As the ash and chaos from Mount Rainier’s eruption swirled and finally settled, the story of the Greenloop massacre has passed unnoticed, unexamined . . . until now.
But the journals of resident Kate Holland, recovered from the town’s bloody wreckage, capture a tale too harrowing—and too earth-shattering in its implications—to be forgotten.
In these pages, Max Brooks brings Kate’s extraordinary account to light for the first time, faithfully reproducing her words alongside his own extensive investigations into the massacre and the legendary beasts behind it.
Kate’s is a tale of unexpected strength and resilience, of humanity’s defiance in the face of a terrible predator’s gaze, and inevitably, of savagery and death.
Yet it is also far more than that.
Because if what Kate Holland saw in those days is real, then we must accept the impossible. We must accept that the creature known as Bigfoot walks among us—and that it is a beast of terrible strength and ferocity.
Part survival narrative, part bloody horror tale, part scientific journey into the boundaries between truth and fiction, this is a Bigfoot story as only Max Brooks could chronicle it—and like none you’ve ever read before.
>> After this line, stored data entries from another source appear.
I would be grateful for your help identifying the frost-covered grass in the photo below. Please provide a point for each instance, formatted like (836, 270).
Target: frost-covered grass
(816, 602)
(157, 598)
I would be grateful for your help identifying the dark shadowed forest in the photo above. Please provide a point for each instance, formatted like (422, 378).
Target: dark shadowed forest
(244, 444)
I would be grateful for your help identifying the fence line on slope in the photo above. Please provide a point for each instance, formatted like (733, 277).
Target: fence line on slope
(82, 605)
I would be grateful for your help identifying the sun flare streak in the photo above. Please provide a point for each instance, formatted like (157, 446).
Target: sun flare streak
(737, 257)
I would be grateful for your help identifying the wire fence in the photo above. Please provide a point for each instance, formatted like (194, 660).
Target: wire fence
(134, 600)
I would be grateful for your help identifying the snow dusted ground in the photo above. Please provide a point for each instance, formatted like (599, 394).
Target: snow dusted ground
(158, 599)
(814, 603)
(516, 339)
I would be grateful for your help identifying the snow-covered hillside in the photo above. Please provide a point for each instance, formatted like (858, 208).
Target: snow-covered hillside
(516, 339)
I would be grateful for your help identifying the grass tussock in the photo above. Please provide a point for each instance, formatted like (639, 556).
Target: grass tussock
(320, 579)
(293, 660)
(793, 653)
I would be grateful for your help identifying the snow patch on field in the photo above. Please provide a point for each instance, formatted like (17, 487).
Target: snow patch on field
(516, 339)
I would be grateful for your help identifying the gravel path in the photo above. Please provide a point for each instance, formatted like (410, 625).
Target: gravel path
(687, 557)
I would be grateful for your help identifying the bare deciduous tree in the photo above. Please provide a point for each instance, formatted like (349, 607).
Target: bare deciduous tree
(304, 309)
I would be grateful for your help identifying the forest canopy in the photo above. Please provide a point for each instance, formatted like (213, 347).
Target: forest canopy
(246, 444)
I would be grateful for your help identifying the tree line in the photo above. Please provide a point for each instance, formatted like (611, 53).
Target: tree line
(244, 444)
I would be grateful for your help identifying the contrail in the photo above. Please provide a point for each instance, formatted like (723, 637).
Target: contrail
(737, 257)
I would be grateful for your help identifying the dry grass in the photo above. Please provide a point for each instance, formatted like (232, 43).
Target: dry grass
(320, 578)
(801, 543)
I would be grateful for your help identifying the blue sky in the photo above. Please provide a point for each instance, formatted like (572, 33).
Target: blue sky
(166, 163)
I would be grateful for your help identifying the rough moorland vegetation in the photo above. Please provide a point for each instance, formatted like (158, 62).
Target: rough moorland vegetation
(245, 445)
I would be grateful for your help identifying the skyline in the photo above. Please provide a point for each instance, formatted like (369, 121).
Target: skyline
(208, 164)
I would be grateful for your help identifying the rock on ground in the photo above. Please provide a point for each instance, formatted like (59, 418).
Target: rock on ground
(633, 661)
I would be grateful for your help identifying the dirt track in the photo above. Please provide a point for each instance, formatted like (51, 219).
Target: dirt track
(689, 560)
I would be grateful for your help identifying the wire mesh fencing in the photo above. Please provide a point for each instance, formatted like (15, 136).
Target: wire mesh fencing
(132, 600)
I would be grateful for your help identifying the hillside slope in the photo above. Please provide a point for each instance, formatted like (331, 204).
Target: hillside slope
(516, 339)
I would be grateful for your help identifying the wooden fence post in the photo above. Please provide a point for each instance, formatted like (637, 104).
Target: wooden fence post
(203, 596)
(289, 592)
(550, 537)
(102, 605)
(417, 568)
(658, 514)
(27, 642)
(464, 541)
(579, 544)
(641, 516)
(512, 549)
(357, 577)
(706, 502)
I quite desperately wanted to love this one, but sadly I ended up being fairly disappointed. This isn’t to say that there aren’t some good qualities to this book, but there are definitely a few things that really bothered me.
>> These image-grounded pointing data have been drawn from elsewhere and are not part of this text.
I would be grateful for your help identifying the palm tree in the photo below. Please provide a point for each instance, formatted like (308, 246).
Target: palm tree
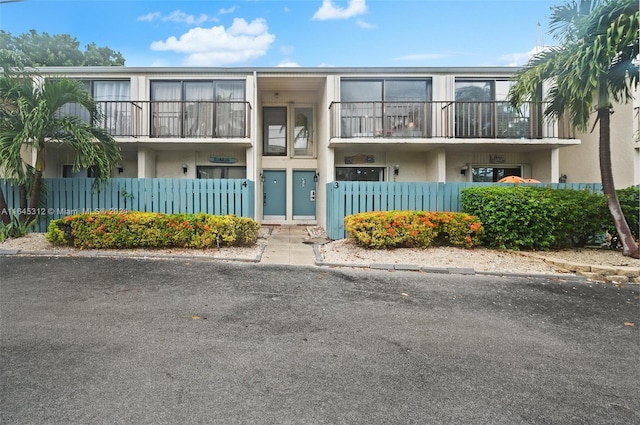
(32, 120)
(594, 63)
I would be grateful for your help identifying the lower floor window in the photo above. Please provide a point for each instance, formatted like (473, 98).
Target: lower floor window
(213, 172)
(493, 174)
(372, 174)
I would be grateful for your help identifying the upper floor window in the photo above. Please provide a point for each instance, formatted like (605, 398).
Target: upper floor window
(112, 97)
(198, 108)
(482, 111)
(385, 107)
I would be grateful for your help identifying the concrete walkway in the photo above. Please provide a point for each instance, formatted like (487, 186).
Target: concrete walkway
(286, 245)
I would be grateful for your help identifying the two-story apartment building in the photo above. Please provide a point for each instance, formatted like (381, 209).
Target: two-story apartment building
(292, 130)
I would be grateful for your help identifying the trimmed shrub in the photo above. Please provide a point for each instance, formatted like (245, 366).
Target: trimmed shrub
(536, 218)
(151, 230)
(629, 199)
(419, 229)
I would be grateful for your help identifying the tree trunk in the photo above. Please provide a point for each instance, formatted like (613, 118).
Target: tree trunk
(5, 217)
(23, 203)
(34, 201)
(629, 246)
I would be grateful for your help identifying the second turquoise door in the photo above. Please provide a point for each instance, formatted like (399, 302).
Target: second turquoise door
(304, 195)
(274, 194)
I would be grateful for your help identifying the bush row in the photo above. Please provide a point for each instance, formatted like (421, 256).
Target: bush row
(151, 230)
(420, 229)
(539, 218)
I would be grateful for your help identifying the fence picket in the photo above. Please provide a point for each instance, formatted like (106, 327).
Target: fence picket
(346, 198)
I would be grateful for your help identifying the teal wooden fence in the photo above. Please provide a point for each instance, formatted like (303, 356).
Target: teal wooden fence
(71, 196)
(345, 198)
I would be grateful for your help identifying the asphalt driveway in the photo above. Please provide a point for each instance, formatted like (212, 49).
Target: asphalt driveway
(128, 341)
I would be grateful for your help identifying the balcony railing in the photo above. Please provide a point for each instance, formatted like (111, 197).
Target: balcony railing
(165, 119)
(466, 120)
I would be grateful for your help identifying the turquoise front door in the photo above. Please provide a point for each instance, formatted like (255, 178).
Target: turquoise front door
(274, 194)
(304, 195)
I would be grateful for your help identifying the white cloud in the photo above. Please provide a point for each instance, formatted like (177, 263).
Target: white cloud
(363, 24)
(421, 57)
(288, 64)
(329, 11)
(217, 46)
(184, 18)
(518, 59)
(177, 16)
(150, 17)
(227, 11)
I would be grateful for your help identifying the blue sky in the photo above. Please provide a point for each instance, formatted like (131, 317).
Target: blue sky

I read World War Z years ago and completely fell in love with it. The writing style, the story, the way it’s told, I just loved it. So when I saw that Max Brooks was coming out with Devolution I was stoked. Big Foot isn’t necessarily my favourite folklore creature but it’s also something I don’t come across often, so I was intrigued to see where this would go.
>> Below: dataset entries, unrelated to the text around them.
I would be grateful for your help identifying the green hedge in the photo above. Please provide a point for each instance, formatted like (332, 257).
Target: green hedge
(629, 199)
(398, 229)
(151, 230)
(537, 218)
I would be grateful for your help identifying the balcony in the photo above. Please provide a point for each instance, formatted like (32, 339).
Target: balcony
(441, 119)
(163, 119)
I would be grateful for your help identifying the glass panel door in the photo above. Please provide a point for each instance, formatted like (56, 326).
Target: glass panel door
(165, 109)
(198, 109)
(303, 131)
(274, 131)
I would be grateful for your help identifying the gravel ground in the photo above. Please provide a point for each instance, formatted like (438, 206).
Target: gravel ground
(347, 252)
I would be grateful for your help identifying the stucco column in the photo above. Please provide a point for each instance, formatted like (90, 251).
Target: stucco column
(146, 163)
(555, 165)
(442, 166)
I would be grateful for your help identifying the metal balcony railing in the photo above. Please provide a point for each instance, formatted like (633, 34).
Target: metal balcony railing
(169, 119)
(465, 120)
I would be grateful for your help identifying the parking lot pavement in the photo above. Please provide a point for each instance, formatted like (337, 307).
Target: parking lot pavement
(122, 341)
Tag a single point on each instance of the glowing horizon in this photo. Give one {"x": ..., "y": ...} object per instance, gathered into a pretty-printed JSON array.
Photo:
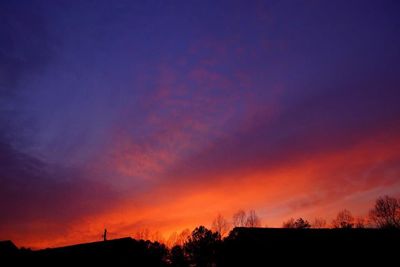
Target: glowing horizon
[{"x": 131, "y": 116}]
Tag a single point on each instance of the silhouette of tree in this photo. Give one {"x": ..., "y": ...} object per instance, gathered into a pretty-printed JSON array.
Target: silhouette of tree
[
  {"x": 344, "y": 219},
  {"x": 359, "y": 222},
  {"x": 177, "y": 257},
  {"x": 201, "y": 247},
  {"x": 386, "y": 212},
  {"x": 142, "y": 234},
  {"x": 220, "y": 225},
  {"x": 183, "y": 237},
  {"x": 239, "y": 219},
  {"x": 252, "y": 219},
  {"x": 319, "y": 223},
  {"x": 172, "y": 239},
  {"x": 300, "y": 223}
]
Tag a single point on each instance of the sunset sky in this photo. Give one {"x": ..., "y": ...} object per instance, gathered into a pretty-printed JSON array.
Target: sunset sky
[{"x": 159, "y": 115}]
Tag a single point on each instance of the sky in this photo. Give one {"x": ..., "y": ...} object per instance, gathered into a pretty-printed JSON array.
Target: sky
[{"x": 159, "y": 115}]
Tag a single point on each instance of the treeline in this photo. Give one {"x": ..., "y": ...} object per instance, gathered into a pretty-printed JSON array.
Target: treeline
[
  {"x": 247, "y": 244},
  {"x": 384, "y": 214}
]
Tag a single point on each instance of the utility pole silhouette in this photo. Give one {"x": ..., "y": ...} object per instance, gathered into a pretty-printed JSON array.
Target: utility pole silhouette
[{"x": 105, "y": 234}]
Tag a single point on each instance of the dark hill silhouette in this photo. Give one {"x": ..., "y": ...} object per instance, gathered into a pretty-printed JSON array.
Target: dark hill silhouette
[
  {"x": 243, "y": 247},
  {"x": 7, "y": 248},
  {"x": 116, "y": 252}
]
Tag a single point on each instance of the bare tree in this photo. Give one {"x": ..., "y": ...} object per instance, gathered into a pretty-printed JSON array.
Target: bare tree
[
  {"x": 143, "y": 234},
  {"x": 252, "y": 219},
  {"x": 239, "y": 219},
  {"x": 220, "y": 225},
  {"x": 183, "y": 237},
  {"x": 344, "y": 219},
  {"x": 288, "y": 224},
  {"x": 300, "y": 223},
  {"x": 386, "y": 212},
  {"x": 319, "y": 223},
  {"x": 359, "y": 222},
  {"x": 172, "y": 239}
]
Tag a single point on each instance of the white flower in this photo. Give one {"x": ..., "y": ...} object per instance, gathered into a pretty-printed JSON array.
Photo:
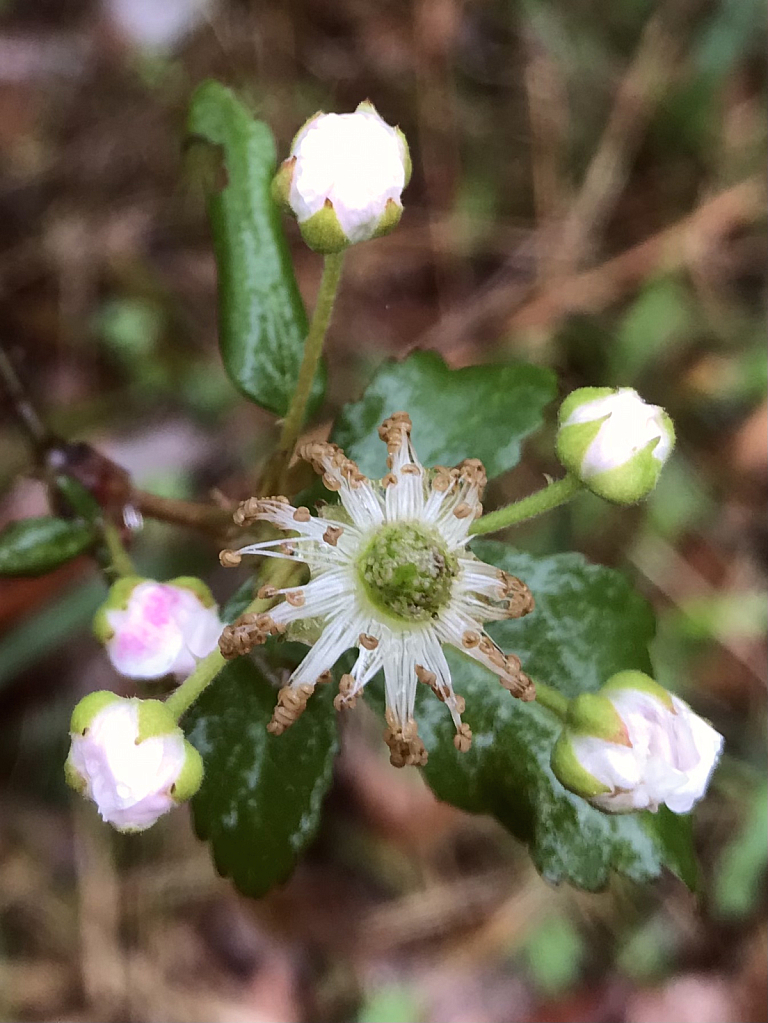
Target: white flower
[
  {"x": 391, "y": 575},
  {"x": 614, "y": 441},
  {"x": 131, "y": 759},
  {"x": 344, "y": 178},
  {"x": 661, "y": 751},
  {"x": 151, "y": 629}
]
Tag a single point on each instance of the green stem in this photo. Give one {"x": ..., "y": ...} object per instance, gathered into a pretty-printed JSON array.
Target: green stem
[
  {"x": 313, "y": 348},
  {"x": 552, "y": 700},
  {"x": 279, "y": 573},
  {"x": 120, "y": 563},
  {"x": 543, "y": 500},
  {"x": 182, "y": 699}
]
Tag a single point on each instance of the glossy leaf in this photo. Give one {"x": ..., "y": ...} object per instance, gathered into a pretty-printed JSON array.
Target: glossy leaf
[
  {"x": 477, "y": 412},
  {"x": 34, "y": 546},
  {"x": 262, "y": 320},
  {"x": 588, "y": 624},
  {"x": 260, "y": 802}
]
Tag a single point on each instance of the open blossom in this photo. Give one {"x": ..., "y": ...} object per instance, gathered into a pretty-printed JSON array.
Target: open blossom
[
  {"x": 614, "y": 441},
  {"x": 390, "y": 575},
  {"x": 131, "y": 759},
  {"x": 634, "y": 746},
  {"x": 344, "y": 178},
  {"x": 151, "y": 629}
]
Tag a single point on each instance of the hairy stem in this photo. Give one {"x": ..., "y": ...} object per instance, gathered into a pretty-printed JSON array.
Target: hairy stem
[
  {"x": 278, "y": 573},
  {"x": 313, "y": 348},
  {"x": 556, "y": 493}
]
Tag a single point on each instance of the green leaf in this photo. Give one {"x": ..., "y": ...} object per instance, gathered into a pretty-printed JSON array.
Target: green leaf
[
  {"x": 260, "y": 802},
  {"x": 477, "y": 412},
  {"x": 262, "y": 321},
  {"x": 587, "y": 625},
  {"x": 34, "y": 546}
]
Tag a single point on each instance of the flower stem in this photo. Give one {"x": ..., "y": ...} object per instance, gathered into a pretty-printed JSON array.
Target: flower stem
[
  {"x": 552, "y": 700},
  {"x": 277, "y": 573},
  {"x": 556, "y": 493},
  {"x": 120, "y": 563},
  {"x": 313, "y": 348}
]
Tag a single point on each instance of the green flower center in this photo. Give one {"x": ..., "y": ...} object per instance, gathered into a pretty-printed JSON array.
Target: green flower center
[{"x": 407, "y": 571}]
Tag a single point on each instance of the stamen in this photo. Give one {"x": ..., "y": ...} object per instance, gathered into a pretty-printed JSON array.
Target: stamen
[
  {"x": 463, "y": 738},
  {"x": 331, "y": 534},
  {"x": 245, "y": 632},
  {"x": 346, "y": 698},
  {"x": 291, "y": 701}
]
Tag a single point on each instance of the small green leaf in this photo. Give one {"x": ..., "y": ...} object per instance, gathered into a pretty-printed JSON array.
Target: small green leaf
[
  {"x": 262, "y": 320},
  {"x": 34, "y": 546},
  {"x": 477, "y": 412},
  {"x": 588, "y": 624},
  {"x": 260, "y": 801}
]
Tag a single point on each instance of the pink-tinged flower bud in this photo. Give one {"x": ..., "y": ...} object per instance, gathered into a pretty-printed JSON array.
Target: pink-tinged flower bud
[
  {"x": 131, "y": 759},
  {"x": 151, "y": 629},
  {"x": 344, "y": 178},
  {"x": 635, "y": 746}
]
Devolution is written in Brooks’ signature style, with a mixture of diaries and interviews. Although this one is from just a handful of these sources. We get Kate’s diary, which makes up the majority of the substance of the book. We also get the author conducting interviews with a handful of people, who are all connected in some way. As most of the book is told through Kate’s diary it somewhat loses the pace and intrigue that made World War Z the book it is. Brooks has the chance here to really dig into the characters and craft them in way he couldn’t in World War Z. However, I found that the characters all filled a role and they never really developed past that. We have the useless boyfriend who finds his purpose in crisis, the too trusting group, the ones who fall apart in a crisis, and they all just stayed as these roles.
I found myself really wanting to get to the end of the book and to find out what happens. You know from the very beginning that the community is destroyed, and the main motivator for reading is to find out what exactly happens. It seems that at times the group are holding their own against the Big Foot tribe, but you know that at some point it all goes very wrong. It kept me hooked in that sense because I really wanted to know why it all goes wrong.
The human community live in a tiny town that is designed to be a place away from the city. They get weekly food deliveries, their houses are almost entirely computerised, and basically no one knows that they are there. So when the volcano erupts and severs the connection to the internet and the rest of the world it becomes an interesting look into whats left when the technology you rely so much on fails you.
There are some truly brutal moments in this book, and some of the parts between the Big Foot and human communities are horrifying. Especially some of the moments that happen off-page and just the aftermath is discovered. However, there are other moments that were almost laughable. After being attacked a couple of times by the Big Foot tribe they hear drumming coming from the woods. The humans drum back and suddenly believe that they have made friends with the tribe and everything is sorted! Things like this happen a few times and it just drew me out because I found it so unbelievable.
This is worth picking up if you want a quick read with some brutal moments. It’s a quick read featuring a folklore creature that isn’t often written about. However it had some bits that didn’t work for me and sadly it didn’t live up to the standard of World War Z for me.